News from CRIS: Real-time Science - PFAS Compounds

May 2, 2023

Science evolves as research and evidence grow to help us determine the safety of an ingredient, contaminant, or technology. However, headlines around ingredient safety are often faster than the research concluding an ingredient's harm or safety profile.

We may not immediately know if a compound or process is safe, but we can provide context and background in our new series called "Real-time Science."

In our first post of this series, we look at a community request: PFAS compounds.

What are PFAS compounds?

Perfluoroalkyl and polyfluoroalkyl substances (PFAS) are a group of human-made chemicals of more than 9,000 compounds of which approximately 600 are currently in use.

PFAS compounds possess strong carbon-fluorine bonds, making them highly resistant to environmental degradation, which means that once released, they can be persistent environmental contaminants.

Researchers have also connected legacy PFAS ingredients with adverse health outcomes in animal studies, often at doses well above those encountered by people and by associations in epidemiology studies. However, more research is needed to evaluate the long-term safety of newer PFAS ingredients.

What types of products contain PFAS ingredients?

While legacy PFAS ingredients have been phased out of production, newer PFAS ingredients remain in use, and we can find them in various industrial, commercial, and consumer products:

  • Firefighting foams: PFAS have been widely used in firefighting foams to extinguish fires involving flammable liquids, such as gasoline, oil, and jet fuel.

  • Stain-resistant coatings: PFAS are used in coatings on carpets, furniture, and clothing to make them resistant to water, grease, and stains.

  • Non-stick cookware: PFAS have been used in producing non-stick coatings for cookware.

  • Food packaging: PFAS are used in some food packaging materials to prevent grease from soaking through.

  • Water-resistant clothing and shoes: PFAS are used in some outdoor clothing, such as rain jackets, to make them water-resistant.

  • Personal care products: PFAS are sometimes used in personal care products, such as dental floss or makeup, to make them water-resistant.

  • Cleaning products: PFAS are sometimes used in cleaning products to improve performance.

  • Electronics: PFAS are used in some electronic products, such as semiconductors, to improve their performance.

Are PFAS, PFOS, and PFOA compounds the same chemical?
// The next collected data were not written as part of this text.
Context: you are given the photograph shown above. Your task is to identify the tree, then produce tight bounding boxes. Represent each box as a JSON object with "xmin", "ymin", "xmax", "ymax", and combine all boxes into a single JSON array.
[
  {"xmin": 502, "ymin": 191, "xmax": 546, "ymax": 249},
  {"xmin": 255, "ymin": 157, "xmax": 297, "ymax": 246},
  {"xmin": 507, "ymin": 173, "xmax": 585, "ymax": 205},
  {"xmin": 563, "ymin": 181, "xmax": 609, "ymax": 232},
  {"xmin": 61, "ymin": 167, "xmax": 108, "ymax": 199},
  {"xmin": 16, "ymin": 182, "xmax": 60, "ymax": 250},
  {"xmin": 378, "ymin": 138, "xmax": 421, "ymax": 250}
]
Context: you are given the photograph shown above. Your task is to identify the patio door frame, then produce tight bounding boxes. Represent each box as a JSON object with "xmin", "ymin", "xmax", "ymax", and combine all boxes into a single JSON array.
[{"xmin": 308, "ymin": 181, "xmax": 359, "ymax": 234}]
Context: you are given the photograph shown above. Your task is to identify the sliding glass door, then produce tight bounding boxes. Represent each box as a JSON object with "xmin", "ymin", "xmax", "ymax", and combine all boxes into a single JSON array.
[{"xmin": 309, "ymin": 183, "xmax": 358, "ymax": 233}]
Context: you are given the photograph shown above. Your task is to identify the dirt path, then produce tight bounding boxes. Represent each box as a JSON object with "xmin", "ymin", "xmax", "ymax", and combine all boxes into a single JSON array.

Are the terms interchangeable?

PFAS, PFOS, and PFOA compounds are not interchangeable terms.

While there are more than 9,000 Perfluoroalkyl and polyfluoroalkyl substances (PFAS), there are two legacy PFAS compounds in particular that are highly studied: perfluorooctanoic acid (PFOA) and perfluorooctanesulfonic acid (PFOS).

So, PFOS and PFOA describe two PFAS compounds, just as apples and oranges describe two fruits.